This new tech turns cargo ship exhaust into limestone

It looks like a standard shipping container. But a metal box at a London factory is aimed at solving one of the shipping industry’s biggest challenges: how to cut CO2 emissions on cargo ships.

The tech, from a startup called Seabound, can capture as much as 95% of the CO2 emissions from the exhaust on ship. The company is now preparing to install a set of the containers on a cargo ship in its first commercial deployment after years of development and pilot tests.

“The shipping industry is one of the last hard-to-abate sectors,” says 30-year-old CEO Alisha Fredriksson, who cofounded the company in 2021 after working as a consultant and seeing the need for a new solution in the space. Clean fuels like green methanol and green ammonia exist, but only in limited amounts. “We’re still in very scarce supply of these fuels, and they’re projected to be 2-3x more expensive than the conventional fuels,” she says. “And the industry faces competition from other industries that can typically pay more for them.”

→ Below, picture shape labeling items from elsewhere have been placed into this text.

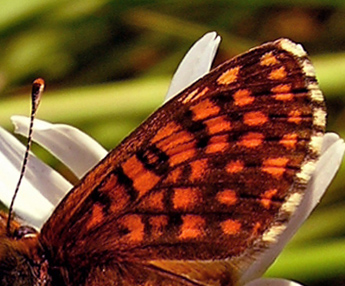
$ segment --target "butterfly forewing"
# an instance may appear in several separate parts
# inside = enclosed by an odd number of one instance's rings
[[[52,266],[69,265],[71,285],[96,285],[100,271],[114,285],[231,285],[241,272],[232,265],[274,242],[302,199],[324,128],[303,49],[286,39],[254,48],[111,151],[41,243]]]

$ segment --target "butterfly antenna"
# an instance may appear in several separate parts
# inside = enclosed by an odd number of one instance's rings
[[[20,170],[19,180],[18,180],[17,186],[16,186],[16,188],[14,190],[14,194],[13,194],[12,201],[11,201],[11,204],[10,204],[10,207],[9,207],[9,211],[8,211],[8,219],[7,219],[6,231],[7,231],[7,235],[9,235],[9,236],[10,236],[11,219],[12,219],[12,216],[13,216],[13,205],[14,205],[14,201],[16,199],[16,196],[18,194],[20,184],[21,184],[21,182],[23,180],[25,169],[26,169],[26,165],[27,165],[27,162],[28,162],[29,151],[30,151],[31,142],[32,142],[32,132],[33,132],[33,125],[34,125],[34,118],[35,118],[38,106],[40,104],[40,101],[41,101],[41,95],[43,93],[43,90],[44,90],[44,80],[41,79],[41,78],[36,79],[32,83],[31,116],[30,116],[30,126],[29,126],[28,141],[27,141],[27,144],[26,144],[26,150],[25,150],[25,154],[24,154],[22,168]]]

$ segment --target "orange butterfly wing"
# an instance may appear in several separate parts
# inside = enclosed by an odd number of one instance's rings
[[[305,52],[288,40],[219,66],[59,204],[40,236],[54,275],[67,285],[234,284],[299,204],[324,109]]]

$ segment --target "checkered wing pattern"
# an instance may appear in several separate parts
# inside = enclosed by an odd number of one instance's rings
[[[233,285],[236,265],[274,243],[303,198],[324,128],[302,47],[254,48],[111,151],[57,207],[41,243],[68,285]]]

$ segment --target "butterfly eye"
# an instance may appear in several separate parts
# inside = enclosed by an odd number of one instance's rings
[[[14,232],[14,239],[22,239],[22,238],[28,238],[30,236],[36,235],[37,231],[28,225],[23,225],[20,226],[18,229],[16,229],[16,231]]]

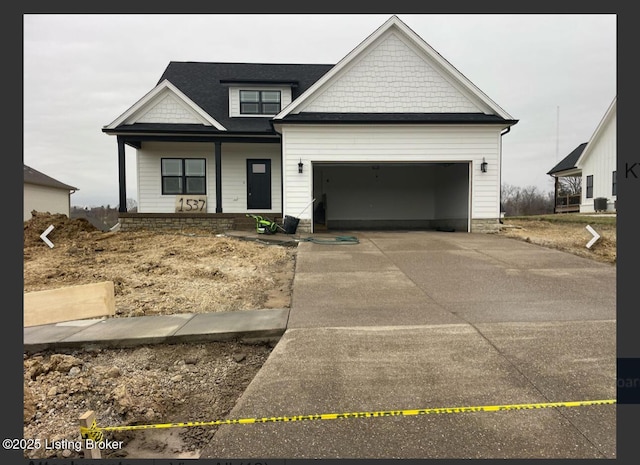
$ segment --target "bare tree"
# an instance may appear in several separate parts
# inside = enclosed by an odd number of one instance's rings
[[[558,195],[580,195],[581,193],[581,176],[567,176],[558,179]]]
[[[540,192],[536,186],[523,188],[510,184],[503,184],[500,192],[505,216],[553,213],[553,192]]]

Cargo ships also last for decades, and ships in use now can’t easily switch to new fuels. As the industry slowly transitions—and in some cases begins to use other low-emission technology like wind power—the startup is working on the pollution problem of the tens of thousands of ships that are already on the ocean. Cargo ships emitted 973 million metric tons of CO2 in 2024, around 2.5% of global emissions.

Turning ship pollution into solid rock

Inside the company’s modular containers, there are millions of marble-size pellets of calcium hydroxide, also known as lime. The box sits near the engine and connects to the ship’s exhaust. As the exhaust flows through the lime, the CO2 reacts with the material to make limestone. Each pellet slightly changes color, from white to off-white, as it captures carbon and soot from the exhaust. One container can capture roughly a day’s worth of pollution as the ship travels, and to cover a full route, multiple modules are connected together.

Once the ship reaches port, a standard crane offloads the containers of calcium carbonate, “effectively a fancy box of rocks,” says Fredriksson. The limestone can be sold as a building material. Or, the company can reverse the reaction—pulling the CO2 back out—so that it can be sequestered or used to make fuels or chemicals. In that scenario, the lime can be loaded back into the containers and sent back onto a ship to capture more CO2.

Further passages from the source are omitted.